Filme 'Anomalisa' é um surpreendente mergulho na mediocridade humana

Com a animação para adultos o diretor Charlie Kaufman faz um filme superatraente sobre comportamentos autômatos que tornam a vida sem graça

por Mariana Peixoto 28/01/2016 08:38

Paramount / Divulgação
'Anomalisa' disputa o Oscar de melhor longa de animação com o favorito 'Divertida mente' e o brasileiro 'O menino e o mundo' (foto: Paramount / Divulgação)
Na edição 2016 do Oscar, os indicados ao prêmio de animação rompem com o padrão Disney – a exceção é o favorito Divertida mente, da Pixar, que pertence ao estúdio gigante global do entretenimento. Hoje, estreia no Brasil o mais inventivo candidato da categoria – que me desculpem Alê Abreu e seu O menino e o mundo, detentor de uma honrosa e merecida indicação.

Só poderia sair da cabeça de Charlie Kaufman (criador de Quero ser John Malkovich e Brilho eterno de uma mente sem lembranças) a história de Anomalisa. É uma animação exclusivamente para adultos, que faz com que a forma dialogue diretamente com o conteúdo. A crítica do roteirista – que divide aqui a direção com Duke Johnson – é ao padrão de relacionamentos impessoais e de atitudes um tanto ou quanto acéfalas que dominam o mundo contemporâneo.

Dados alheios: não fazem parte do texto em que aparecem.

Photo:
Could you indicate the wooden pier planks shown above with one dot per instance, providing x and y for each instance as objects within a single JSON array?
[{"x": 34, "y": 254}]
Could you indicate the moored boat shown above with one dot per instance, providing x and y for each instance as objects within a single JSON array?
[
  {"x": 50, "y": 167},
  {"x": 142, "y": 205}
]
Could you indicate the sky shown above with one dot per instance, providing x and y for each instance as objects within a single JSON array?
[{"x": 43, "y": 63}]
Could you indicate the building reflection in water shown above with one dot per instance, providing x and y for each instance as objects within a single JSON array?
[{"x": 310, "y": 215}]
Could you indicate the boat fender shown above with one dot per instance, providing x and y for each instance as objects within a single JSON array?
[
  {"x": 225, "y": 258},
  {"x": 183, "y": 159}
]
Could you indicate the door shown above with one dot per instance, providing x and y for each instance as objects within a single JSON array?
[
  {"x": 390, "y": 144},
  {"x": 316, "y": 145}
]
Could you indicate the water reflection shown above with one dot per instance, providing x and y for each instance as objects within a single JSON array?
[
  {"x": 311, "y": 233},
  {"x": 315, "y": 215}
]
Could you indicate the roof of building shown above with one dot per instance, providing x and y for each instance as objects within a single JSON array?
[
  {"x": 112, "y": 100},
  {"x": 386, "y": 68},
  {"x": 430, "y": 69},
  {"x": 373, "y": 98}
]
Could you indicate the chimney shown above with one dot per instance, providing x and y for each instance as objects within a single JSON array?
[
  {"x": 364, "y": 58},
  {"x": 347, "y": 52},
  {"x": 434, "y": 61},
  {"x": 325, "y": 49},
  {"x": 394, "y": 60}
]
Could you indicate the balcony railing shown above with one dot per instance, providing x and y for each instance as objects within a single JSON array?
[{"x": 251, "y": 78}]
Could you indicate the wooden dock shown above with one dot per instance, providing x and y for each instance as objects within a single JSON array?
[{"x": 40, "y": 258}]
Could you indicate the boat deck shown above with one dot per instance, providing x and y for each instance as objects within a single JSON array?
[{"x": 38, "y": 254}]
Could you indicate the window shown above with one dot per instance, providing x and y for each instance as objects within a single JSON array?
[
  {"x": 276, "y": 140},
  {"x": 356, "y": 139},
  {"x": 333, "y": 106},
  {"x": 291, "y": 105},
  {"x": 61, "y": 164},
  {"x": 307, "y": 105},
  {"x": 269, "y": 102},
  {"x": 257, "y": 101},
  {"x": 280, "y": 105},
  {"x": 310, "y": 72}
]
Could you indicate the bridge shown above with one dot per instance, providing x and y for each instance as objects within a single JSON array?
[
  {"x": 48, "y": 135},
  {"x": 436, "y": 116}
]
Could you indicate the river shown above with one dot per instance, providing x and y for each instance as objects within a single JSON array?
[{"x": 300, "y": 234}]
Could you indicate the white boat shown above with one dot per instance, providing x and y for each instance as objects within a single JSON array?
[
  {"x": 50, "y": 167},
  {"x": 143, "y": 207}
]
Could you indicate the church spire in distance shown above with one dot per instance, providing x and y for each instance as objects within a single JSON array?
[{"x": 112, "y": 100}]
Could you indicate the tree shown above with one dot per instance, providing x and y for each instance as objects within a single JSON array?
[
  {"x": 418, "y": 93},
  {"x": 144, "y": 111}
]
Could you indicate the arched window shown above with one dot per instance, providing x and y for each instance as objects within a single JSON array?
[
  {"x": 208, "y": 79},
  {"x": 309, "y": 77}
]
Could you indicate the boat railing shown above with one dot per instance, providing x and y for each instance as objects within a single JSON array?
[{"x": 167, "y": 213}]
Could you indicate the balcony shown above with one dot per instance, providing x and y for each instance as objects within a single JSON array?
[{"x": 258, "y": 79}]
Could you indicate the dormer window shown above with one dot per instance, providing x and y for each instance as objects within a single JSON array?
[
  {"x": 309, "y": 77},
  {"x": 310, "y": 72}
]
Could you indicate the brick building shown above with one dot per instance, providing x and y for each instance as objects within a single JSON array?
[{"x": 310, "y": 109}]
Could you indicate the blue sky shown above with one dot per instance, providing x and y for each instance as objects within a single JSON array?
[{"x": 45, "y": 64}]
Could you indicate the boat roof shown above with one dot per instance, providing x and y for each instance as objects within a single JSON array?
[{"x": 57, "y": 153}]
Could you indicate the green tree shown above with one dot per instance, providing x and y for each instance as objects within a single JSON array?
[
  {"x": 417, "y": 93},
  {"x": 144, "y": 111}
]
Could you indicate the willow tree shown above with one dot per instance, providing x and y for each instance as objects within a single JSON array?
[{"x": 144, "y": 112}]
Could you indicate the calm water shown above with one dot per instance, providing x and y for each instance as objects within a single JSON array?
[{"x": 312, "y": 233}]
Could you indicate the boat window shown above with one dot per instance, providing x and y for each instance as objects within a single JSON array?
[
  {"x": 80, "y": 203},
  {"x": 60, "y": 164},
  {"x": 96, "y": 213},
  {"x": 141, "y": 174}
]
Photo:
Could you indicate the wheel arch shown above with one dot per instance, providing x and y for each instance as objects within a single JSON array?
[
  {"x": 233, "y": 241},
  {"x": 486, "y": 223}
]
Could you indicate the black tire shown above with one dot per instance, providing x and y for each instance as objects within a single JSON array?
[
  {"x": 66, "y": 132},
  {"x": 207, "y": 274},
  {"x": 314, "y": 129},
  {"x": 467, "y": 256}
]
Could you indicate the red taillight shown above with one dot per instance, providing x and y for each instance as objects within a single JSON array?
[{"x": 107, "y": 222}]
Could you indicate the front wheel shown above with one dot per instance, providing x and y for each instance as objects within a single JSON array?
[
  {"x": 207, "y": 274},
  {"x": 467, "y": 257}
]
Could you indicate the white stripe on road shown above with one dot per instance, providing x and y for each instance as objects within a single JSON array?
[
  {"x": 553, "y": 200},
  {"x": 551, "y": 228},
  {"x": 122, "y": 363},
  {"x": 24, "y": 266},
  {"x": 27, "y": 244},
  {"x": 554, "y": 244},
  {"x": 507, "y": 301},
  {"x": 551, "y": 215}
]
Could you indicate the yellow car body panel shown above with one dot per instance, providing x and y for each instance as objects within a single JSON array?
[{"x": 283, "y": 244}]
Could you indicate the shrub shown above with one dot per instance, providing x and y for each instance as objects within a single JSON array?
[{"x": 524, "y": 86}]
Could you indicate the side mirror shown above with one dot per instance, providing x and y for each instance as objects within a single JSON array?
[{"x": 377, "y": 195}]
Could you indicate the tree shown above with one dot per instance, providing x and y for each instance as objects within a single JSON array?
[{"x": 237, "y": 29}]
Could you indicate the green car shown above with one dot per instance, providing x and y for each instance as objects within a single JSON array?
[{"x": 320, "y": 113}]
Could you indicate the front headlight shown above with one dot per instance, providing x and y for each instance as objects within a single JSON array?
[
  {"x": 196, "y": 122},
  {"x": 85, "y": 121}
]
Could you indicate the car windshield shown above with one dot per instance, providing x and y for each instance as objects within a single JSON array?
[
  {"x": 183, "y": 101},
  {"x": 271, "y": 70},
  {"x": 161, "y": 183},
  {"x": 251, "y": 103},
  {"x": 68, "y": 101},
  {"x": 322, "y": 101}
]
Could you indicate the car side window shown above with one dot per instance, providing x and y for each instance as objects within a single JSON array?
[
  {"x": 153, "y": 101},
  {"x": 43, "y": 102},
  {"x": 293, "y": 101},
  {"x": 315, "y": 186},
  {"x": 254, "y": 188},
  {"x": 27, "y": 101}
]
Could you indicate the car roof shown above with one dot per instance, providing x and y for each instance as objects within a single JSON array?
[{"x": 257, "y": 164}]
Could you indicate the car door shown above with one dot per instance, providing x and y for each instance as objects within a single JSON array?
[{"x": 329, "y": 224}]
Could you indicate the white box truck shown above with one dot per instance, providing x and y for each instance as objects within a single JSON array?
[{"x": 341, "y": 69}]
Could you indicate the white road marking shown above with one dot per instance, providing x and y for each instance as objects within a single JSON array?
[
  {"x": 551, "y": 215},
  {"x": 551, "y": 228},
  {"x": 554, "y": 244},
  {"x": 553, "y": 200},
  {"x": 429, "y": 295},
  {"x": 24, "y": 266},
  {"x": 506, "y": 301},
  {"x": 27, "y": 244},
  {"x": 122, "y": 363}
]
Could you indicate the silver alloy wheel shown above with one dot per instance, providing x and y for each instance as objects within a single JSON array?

Para tal, Kaufman tem como protagonista um autor best-seller de autoajuda especializado em telemarketing. Como cenário, um hotel executivo. Nada sai do padrão. Os personagens são como autômatos, acostumados a repetir, sem pensar, o que ouviram de outros. Ninguém questiona ninguém. E assim a vida segue em plena mediocridade.

 

 

 

MESMICE

Michael Stone (dublado por David Thewlis), marido, pai e autor de Como posso ajudá-lo a ajudá-los?, chega a Cincinnati para uma palestra. Incomodado com a mesmice da vida, e sem reconhecer o homem que foi um dia, tenta escapar como pode. Primeiro, procura uma ex-namorada (voz de Tom Noonan, que dublou todos os demais personagens, à exceção daquela que dá título ao filme); depois, conhece Lisa (voz de Jennifer Jason Leigh), uma representante de vendas que o surpreende. Juntos, vivem uma noite que pode (ou não) definir suas vidas.

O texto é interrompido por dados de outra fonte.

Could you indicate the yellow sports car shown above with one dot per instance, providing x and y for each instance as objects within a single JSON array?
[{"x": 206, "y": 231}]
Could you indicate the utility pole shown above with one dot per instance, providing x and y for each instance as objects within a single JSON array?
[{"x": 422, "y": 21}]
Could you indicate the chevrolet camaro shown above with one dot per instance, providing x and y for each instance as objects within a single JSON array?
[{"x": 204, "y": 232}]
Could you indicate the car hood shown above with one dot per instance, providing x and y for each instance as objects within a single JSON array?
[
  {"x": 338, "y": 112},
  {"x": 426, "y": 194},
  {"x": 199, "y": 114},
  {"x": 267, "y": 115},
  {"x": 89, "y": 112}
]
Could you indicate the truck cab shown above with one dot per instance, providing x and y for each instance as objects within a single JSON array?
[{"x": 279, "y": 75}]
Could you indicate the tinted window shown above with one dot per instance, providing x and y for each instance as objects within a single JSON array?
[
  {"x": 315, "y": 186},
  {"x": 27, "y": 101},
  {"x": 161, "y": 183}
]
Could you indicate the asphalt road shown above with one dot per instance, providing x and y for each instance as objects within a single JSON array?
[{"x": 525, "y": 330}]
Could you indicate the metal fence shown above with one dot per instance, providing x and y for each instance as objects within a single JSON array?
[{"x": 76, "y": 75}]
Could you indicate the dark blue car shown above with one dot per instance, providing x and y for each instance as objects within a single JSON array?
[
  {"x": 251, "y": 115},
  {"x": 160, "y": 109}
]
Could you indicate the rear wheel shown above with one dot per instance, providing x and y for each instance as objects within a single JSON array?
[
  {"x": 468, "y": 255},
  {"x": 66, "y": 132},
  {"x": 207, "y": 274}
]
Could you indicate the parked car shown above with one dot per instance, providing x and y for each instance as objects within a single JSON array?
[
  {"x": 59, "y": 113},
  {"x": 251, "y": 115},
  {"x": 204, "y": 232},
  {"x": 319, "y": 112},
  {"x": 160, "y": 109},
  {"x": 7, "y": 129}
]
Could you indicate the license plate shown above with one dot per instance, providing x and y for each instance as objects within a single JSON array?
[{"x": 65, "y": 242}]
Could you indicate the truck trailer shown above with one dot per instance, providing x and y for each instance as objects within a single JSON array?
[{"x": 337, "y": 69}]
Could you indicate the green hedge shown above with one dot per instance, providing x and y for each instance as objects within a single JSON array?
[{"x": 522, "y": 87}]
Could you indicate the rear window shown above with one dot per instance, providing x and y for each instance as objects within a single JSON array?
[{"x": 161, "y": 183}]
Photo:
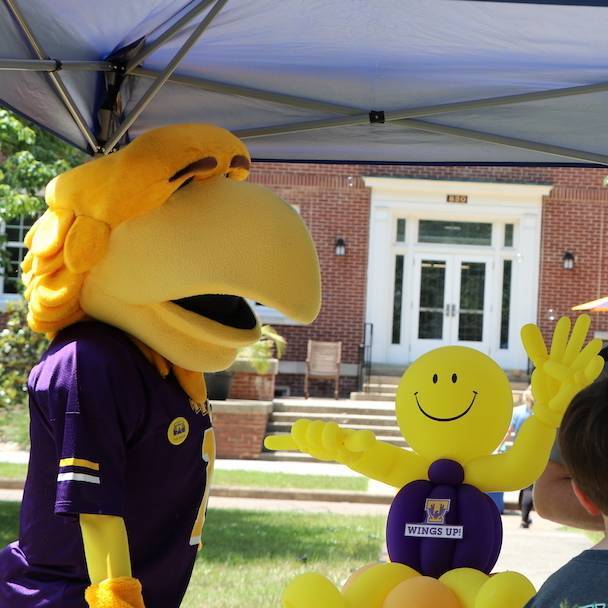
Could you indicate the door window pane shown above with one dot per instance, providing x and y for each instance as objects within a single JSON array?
[
  {"x": 400, "y": 238},
  {"x": 397, "y": 299},
  {"x": 463, "y": 233},
  {"x": 508, "y": 235},
  {"x": 432, "y": 293},
  {"x": 506, "y": 304},
  {"x": 472, "y": 288}
]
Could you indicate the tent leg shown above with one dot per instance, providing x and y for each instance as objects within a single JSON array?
[{"x": 58, "y": 84}]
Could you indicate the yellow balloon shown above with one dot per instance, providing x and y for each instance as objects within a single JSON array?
[
  {"x": 465, "y": 583},
  {"x": 369, "y": 586},
  {"x": 421, "y": 592},
  {"x": 449, "y": 396},
  {"x": 505, "y": 590},
  {"x": 312, "y": 590}
]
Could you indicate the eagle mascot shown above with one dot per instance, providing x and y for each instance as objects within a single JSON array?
[{"x": 140, "y": 270}]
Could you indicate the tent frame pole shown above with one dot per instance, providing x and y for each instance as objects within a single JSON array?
[
  {"x": 165, "y": 36},
  {"x": 420, "y": 111},
  {"x": 55, "y": 65},
  {"x": 355, "y": 116},
  {"x": 143, "y": 103},
  {"x": 58, "y": 84}
]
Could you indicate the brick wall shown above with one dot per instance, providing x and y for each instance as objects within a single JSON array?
[
  {"x": 335, "y": 203},
  {"x": 239, "y": 435}
]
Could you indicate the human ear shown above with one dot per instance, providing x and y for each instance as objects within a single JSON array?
[{"x": 585, "y": 501}]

Para a jornada um tanto surreal (afinal, é um filme de Charlie Kaufman), o roteirista, produtor e diretor utilizou, em sua estreia na animação, a técnica de stop motion. Seus personagens foram produzidos em massa de modelar e movimentados quadro a quadro.

Paramount / Divulgação
Longa usa a técnica do stop motion, em que cada um dos personagens construídos com massa de modelar têm seus movimentos filmados (foto: Paramount / Divulgação)
Os personagens são artesanais, longe da perfeição padronizada das criações computadorizadas. E vivem situações cotidianas que todo ser humano já viveu uma vez ao menos (quem nunca aguentou um taxista chato ou um passageiro de avião medroso?).

Kaufman chega a colocar Stone e Lisa na cama para uma noite de sexo – que está, diga-se de passagem, entre as mais críveis do cinema atual. As massinhas conseguem atingir o espectador com suas carências, imperfeições e dúvidas. Esse impacto, só o bom cinema, seja de live action ou animação, é capaz de ter.